Allergen-specific immunotherapy represents a possibly effective treatment for allergic asthma in experimental model systems and patients with active disease [92]. This therapeutic approach is based on repeated administration of small amounts of the sensitizing allergen. Experimental studies have indicated that allergen immunotherapy induces IL-10 production and antigen-specific Foxp3+ Treg cells and that such Treg cells control and orchestrate the anti-inflammatory pathways driving resolution of inflammation [93]. Meta-analyses of clinical studies suggested that allergen-specific immunotherapy may lead to reductions in symptom and medication scores. However, no clear, consistent evidence was obtained that this therapeutic approach improves measures of lung function [94, 95].

In addition to allergen immunotherapy, additional immunotherapies for allergic asthma exist that are based on suppression of IgE or mucosal cytokine responses. For instance, omalizumab, a recombinant humanized IgG1 monoclonal antibody, was approved in the USA as an add-on treatment in moderate-to-severe allergic asthma and in Europe for severe allergic asthma. This antibody binds to the Fc region of IgE [96, 97]. Thereby, omalizumab binds to circulating IgE and forms biologically inert IgE–anti-IgE complexes which do not activate the complement cascade. In clinical trials, omalizumab reduced both early- and late-phase asthmatic responses after allergen inhalation challenge and suppressed the numbers of eosinophils in sputum as well as FcεRI expression on various immune cell subsets. It has been suggested that the reduction in the expression of FcεRI on dendritic cells may impair allergen processing in asthma [5, 98, 99]. Numerous clinical studies now underline the long-term effectiveness of omalizumab for reduction of asthma exacerbations and improvement of lung function [96, 97].

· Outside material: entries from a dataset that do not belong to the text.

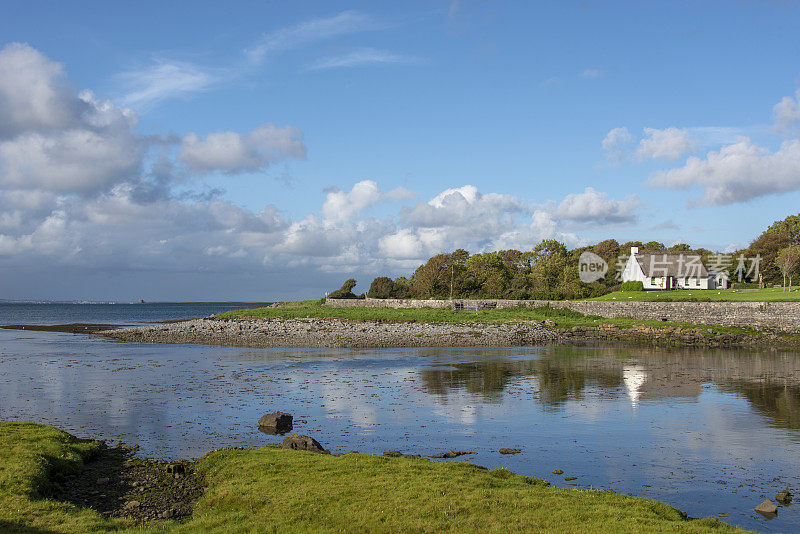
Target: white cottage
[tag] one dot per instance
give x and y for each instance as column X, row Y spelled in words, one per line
column 668, row 270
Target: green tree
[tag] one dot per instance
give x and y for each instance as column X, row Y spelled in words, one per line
column 548, row 270
column 788, row 259
column 488, row 275
column 346, row 291
column 384, row 287
column 680, row 247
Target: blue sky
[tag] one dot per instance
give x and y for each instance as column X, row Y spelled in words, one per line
column 149, row 150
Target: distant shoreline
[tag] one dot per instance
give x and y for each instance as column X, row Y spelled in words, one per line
column 343, row 333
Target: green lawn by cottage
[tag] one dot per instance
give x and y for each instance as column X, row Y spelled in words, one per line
column 772, row 294
column 271, row 490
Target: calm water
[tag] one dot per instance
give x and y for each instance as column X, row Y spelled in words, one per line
column 709, row 432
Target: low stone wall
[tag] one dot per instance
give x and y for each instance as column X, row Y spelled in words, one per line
column 783, row 316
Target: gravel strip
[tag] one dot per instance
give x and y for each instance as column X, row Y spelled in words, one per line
column 333, row 333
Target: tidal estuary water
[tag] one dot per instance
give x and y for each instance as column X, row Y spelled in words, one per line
column 710, row 432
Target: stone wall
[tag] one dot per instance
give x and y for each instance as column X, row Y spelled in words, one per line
column 784, row 316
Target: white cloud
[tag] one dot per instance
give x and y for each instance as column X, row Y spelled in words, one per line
column 357, row 58
column 595, row 206
column 56, row 140
column 165, row 79
column 344, row 23
column 84, row 192
column 787, row 112
column 231, row 152
column 341, row 205
column 669, row 143
column 737, row 173
column 33, row 93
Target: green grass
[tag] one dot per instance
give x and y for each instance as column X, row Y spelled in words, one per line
column 709, row 295
column 271, row 490
column 561, row 318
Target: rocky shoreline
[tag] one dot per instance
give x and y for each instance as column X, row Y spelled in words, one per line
column 336, row 333
column 339, row 333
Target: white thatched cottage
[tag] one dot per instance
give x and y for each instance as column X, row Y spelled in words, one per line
column 668, row 270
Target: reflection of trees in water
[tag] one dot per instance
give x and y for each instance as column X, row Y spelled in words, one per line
column 487, row 378
column 566, row 373
column 778, row 402
column 558, row 380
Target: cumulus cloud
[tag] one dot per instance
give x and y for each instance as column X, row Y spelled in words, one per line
column 34, row 95
column 82, row 191
column 669, row 143
column 55, row 139
column 231, row 152
column 595, row 206
column 737, row 173
column 345, row 205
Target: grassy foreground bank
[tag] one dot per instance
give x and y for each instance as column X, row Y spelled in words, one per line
column 269, row 489
column 560, row 318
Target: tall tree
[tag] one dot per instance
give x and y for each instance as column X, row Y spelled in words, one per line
column 788, row 260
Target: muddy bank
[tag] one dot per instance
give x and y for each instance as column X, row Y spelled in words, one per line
column 71, row 328
column 117, row 484
column 677, row 337
column 335, row 333
column 339, row 333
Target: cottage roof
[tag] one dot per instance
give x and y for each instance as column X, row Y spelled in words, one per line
column 676, row 264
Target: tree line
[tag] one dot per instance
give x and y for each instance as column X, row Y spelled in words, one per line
column 550, row 270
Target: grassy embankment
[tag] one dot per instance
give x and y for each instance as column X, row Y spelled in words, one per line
column 561, row 318
column 269, row 490
column 772, row 294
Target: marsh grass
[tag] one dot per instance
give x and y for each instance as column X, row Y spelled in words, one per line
column 270, row 490
column 772, row 294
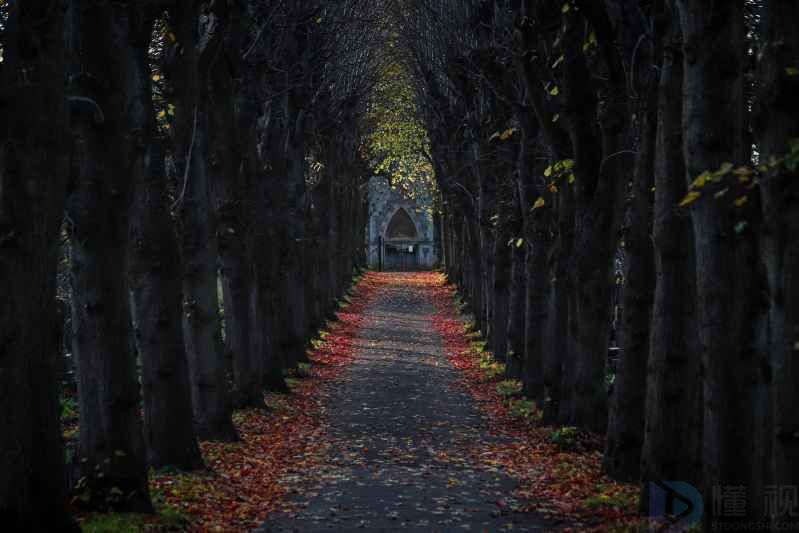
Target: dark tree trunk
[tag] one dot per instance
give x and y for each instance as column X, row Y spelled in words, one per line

Several additional antibodies have been tested in clinical trials for asthma: mepolizumab, reslizumab, and benralizumab [100] [7, 101] [102, 103]. These antibodies target the function of IL-5 and IL-5 signaling in eosinophilic asthma. Eosinophil differentiation, survival, and activation are regulated by IL-5, a cytokine whose receptor is present on the cell surface of eosinophils or basophils. The monoclonal antibody benralizumab binds specifically to the IL-5R and thereby blocks IL-5 signaling and subsequent eosinophil differentiation. Furthermore, benralizumab binds to the RIIIa region of the Fcgamma receptor on immune cells followed by induction of cytotoxicity in eosinophils. By taking advantage of these two independent pathways, benralizumab has been shown to cause effective depletion of eosinophils. The benralizumab-induced depletion of eosinophils is more pronounced as compared to that induced by IL-5 blockers such as mepolizumab and reslizumab [7, 101]. Recent 2 years of safety studies reported no major safety concern upon long-term eosinophil depletion [104]. In addition to antibodies targeting IL-5 or IL-5R in asthma, recent studies also addressed the effects of dupilumab in asthma. This antibody blocks the alpha subunit of the IL-4 and IL-13 receptors, and thus has a dual mechanism of action by inhibiting the activity of two cytokines simultaneously. Clinical trials suggested that the addition of dupilumab is associated with a reduced risk of severe asthma exacerbations and improvement in FEV1 in patients with uncontrolled asthma [105,106,107,108,109,110]. Thus, there are many new current and future options for immunotherapy in asthma that may allow novel approaches for individualized therapy in subgroups of the disease.

Summary

Studies in recent years have highlighted a crucial role of immunotherapy in asthma. In some cases, such immunotherapy has led to complete resolution of the asthmatic phenotype. The discovery of subgroups of immune phenotypes in asthma, however, suggests that personalized medicine is needed to achieve symptom control and improvement of lung function in larger groups of patients. Future studies are needed to identify novel targets for immunotherapy that control resolution of the disease.